Dr. Lübke & Kelber führt die Studie seit mehreren Jahren durch – und jedes Jahr werden die erzielbaren Renditen geringer. Aber auch im Jahr 2020 gibt es keine Stadt, die eine negative Relation aufweist. Unterm Strich eignen sich Immobilien demnach noch immer als ertragreiche Anlageform.
Das Analysehaus hat außerdem untersucht, wo sich der Kauf von Eigentumswohnungen im Vergleich zur Miete lohnt. So haben die Experten errechnet, wie stark ein Immobilienkauf die durchschnittliche Haushaltskasse belastet – und dies mit der Belastung durch Mietausgaben verglichen.
In Städten wie München, Berlin oder Hamburg ist der Immobilienkauf demnach so teuer, dass sich mieten eher lohnt. In diese Kategorie fallen allerdings auch Städte wie Münster, Augsburg oder Freiburg. Ein Wohnungskauf rechnet sich dagegen laut Studie in eher strukturschwachen Städten wie Dessau-Roßlau, Gelsenkirchen oder Bochum. Hier führe die Miete im Vergleich zum Kauf zu einer geringeren laufenden Belastung.
In lediglich 35 der 111 analysierten Städte ist es auf Dauer günstiger, eine eigene Bestandseigentumswohnung zu finanzieren (inklusive aller Nebenkosten), als zur Miete zu wohnen. Die Zahl der Städte, in denen sich der Kauf von Bestandseigentumswohnungen noch rechnet, geht rasant zurück. Zum Vergleich: Im Jahr 2017 rentierte sich kaufen noch in 87 von 110 Städten eher als mieten.

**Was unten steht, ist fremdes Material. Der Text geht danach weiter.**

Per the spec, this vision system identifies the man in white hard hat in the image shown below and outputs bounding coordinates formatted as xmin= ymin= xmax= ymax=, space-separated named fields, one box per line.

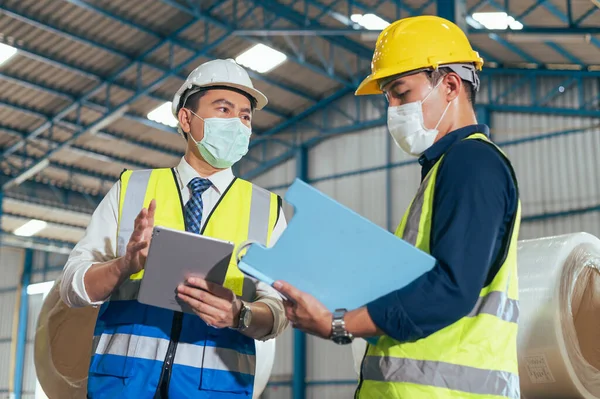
xmin=60 ymin=60 xmax=287 ymax=399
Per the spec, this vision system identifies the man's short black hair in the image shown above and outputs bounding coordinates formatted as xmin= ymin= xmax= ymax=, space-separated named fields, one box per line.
xmin=425 ymin=67 xmax=477 ymax=108
xmin=178 ymin=86 xmax=257 ymax=141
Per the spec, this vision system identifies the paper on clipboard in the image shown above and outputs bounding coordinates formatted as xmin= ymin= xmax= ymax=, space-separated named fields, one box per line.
xmin=238 ymin=179 xmax=435 ymax=311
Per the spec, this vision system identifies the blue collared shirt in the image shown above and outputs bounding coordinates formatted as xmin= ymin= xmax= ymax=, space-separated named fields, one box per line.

Bei Neubauwohnungen ist das noch extremer: Nur in fünf Städten ist es noch günstiger, eine Neubauwohnung zu kaufen, als zu mieten. Das gilt etwa für Cottbus, Frankfurt (Oder), Dessau-Roßlau, Wolfsburg und Bremerhaven. In 106 anderen deutschen Städten ist dagegen der Kauf einer Neubauwohnung inzwischen so teuer, dass man mit Mieten besser wegkommt.